I’m meeting with him tomorrow, armed with a whole bunch of questions.  If it doesn’t work out, no hard feelings.  I gave it a shot, but if he’s dealing in abstracts, then I’m not the right guy for the job.

He said he’s moving to LA/H’wood early next year.  No matter what happens, I wish him all the best.  He’s gonna need it.

2 thoughts on “A big, fat puzzlement

  1. Paul,

    You aren’t alone, and if you must exit, I hope you do so gracefully.

    A pal from my acting class, who also directs, came to me with an idea for a movie about two brothers, both abuse victims, who take different paths in life.
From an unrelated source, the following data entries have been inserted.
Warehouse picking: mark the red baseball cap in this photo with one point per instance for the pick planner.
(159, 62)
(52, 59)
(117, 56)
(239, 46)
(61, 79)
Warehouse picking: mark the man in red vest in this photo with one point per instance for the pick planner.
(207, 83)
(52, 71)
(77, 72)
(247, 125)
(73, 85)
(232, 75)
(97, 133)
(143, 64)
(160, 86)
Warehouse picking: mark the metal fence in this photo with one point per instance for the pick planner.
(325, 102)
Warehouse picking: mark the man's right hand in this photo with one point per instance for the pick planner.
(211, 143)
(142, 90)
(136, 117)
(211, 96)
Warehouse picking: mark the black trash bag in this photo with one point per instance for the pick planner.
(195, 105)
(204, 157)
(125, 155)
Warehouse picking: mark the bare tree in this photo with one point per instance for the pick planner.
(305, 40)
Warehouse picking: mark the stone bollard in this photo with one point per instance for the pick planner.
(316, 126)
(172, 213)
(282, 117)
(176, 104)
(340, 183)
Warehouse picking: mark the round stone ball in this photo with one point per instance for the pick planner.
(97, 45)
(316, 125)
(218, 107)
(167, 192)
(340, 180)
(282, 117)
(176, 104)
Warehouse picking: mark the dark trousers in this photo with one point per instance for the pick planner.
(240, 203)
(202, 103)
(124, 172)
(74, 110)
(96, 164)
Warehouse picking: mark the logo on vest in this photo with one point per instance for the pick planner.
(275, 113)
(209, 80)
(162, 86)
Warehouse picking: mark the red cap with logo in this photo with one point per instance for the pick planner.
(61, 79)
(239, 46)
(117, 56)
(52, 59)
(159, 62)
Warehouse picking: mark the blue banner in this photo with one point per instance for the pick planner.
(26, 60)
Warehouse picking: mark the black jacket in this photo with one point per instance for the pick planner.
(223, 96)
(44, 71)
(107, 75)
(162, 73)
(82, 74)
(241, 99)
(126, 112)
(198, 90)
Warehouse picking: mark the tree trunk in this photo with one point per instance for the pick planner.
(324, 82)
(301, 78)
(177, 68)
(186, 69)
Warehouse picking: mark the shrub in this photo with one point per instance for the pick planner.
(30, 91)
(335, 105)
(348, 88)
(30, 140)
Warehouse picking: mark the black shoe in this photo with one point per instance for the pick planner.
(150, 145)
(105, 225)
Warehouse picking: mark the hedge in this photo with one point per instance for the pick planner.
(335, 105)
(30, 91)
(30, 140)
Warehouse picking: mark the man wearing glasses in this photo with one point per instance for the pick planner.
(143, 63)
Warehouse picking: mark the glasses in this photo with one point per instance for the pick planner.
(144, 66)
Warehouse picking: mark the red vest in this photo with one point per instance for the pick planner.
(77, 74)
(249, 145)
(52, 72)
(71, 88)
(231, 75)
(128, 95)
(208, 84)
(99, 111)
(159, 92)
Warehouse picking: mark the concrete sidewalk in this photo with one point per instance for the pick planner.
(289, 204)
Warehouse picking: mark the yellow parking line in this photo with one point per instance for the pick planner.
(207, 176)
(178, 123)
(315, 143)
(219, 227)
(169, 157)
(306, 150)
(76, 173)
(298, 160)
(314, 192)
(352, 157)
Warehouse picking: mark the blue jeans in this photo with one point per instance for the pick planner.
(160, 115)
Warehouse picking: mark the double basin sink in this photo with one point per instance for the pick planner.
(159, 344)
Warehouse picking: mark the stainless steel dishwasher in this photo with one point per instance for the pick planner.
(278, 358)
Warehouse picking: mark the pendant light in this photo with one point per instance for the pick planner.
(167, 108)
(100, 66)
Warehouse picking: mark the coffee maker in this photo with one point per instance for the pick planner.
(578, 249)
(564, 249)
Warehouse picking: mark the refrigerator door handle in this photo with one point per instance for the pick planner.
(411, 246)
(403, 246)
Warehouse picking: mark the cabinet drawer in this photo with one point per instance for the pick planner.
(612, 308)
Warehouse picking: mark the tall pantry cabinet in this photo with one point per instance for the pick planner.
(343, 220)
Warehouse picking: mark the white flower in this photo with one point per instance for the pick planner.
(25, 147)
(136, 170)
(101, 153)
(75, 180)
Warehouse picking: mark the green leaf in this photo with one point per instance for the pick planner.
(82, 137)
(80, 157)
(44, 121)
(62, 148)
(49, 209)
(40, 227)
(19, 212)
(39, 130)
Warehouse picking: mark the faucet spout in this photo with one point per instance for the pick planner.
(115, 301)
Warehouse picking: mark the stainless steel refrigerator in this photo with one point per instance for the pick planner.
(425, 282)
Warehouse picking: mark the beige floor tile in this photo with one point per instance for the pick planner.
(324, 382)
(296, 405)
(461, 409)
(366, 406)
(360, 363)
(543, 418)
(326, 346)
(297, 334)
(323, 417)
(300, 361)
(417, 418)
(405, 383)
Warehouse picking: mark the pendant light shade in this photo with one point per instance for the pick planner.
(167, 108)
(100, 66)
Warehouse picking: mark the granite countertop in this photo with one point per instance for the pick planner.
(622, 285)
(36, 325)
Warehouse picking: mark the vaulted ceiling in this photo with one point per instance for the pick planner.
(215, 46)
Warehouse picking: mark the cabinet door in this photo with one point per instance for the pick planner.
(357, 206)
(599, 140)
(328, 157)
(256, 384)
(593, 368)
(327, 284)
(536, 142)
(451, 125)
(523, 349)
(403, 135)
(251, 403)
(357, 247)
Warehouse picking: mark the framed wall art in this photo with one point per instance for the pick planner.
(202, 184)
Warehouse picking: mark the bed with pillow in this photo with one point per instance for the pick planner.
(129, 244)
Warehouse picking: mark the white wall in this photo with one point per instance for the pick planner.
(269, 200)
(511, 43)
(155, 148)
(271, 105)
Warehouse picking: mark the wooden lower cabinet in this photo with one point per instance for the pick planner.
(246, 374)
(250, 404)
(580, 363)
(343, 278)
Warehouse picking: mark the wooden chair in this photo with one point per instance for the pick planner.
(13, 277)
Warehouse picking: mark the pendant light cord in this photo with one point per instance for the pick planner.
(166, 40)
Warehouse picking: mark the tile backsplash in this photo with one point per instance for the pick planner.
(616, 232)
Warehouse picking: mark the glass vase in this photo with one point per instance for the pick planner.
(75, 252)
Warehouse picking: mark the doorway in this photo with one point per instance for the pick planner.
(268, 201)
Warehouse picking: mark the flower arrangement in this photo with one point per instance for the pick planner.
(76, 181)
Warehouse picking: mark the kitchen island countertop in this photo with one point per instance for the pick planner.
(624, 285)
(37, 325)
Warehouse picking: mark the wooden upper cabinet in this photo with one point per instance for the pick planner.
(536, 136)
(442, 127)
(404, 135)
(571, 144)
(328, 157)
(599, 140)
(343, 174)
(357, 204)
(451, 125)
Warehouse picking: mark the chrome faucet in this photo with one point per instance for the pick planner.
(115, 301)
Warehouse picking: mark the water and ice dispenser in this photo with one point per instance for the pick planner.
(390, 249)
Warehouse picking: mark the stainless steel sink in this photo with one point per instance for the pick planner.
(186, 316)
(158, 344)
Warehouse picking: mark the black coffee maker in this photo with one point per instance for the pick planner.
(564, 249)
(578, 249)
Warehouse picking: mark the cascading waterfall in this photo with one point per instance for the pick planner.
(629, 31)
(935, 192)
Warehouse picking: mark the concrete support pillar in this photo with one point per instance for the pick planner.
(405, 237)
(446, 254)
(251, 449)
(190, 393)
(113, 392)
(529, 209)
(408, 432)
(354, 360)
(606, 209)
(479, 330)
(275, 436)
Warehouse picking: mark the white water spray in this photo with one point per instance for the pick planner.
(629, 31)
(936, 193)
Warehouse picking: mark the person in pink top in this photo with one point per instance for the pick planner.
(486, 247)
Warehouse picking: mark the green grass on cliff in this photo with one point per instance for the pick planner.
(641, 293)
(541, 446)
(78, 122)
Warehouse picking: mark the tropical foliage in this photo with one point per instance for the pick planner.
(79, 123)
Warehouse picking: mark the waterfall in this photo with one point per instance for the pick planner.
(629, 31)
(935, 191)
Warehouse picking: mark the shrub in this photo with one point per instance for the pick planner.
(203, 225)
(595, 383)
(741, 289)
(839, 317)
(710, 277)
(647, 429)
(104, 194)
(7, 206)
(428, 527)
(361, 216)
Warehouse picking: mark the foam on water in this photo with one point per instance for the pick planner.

That may sound like a good set-up for a drama, but he then veered off into about the same sort of nonsense you’re experiencing. I tried to steer him toward the dramatic side, where the older brother, who took a corrupt path, ends up getting into some trouble, and the younger brother, who took the straight and narrow, has to get him out of it, but my ideas didn’t fit his “vision” so the project faded, which is too bad, because I think we had a winner. He was more interested in being weird than telling a story. His title was awful: “The Ties that Bind Them”. But he thought the title was so hot that he registered it!

    What is it about filmmakers and their movies about dreams? My friend’s first directorial effort, a short film, was about a character with both physical and emotional problems who wanted to reach a state of “wakeful unconsciousness” so he could “dream forever” and the movie was complete shit.

    And I can feel the rush of hot gas from your director as I read your post; he won’t last ten minutes in Hollywood, and will spend most of his time bemoaning the fact that nobody understands his greatness.

    • Yes, and yes. These projects raise all kinds of flags. Victims generally make lousy main characters; they’re people things happen to, not people who make things happen. Most viewers do not identify with characters they pity.

      Ask yourself re any project: what are the stakes? Unless the stakes are really big, the movie will be drivel. The ‘wise pool player’ sounds like a variant of the ‘magical negro,’ a total cliche. Do these directors want to run before they can walk?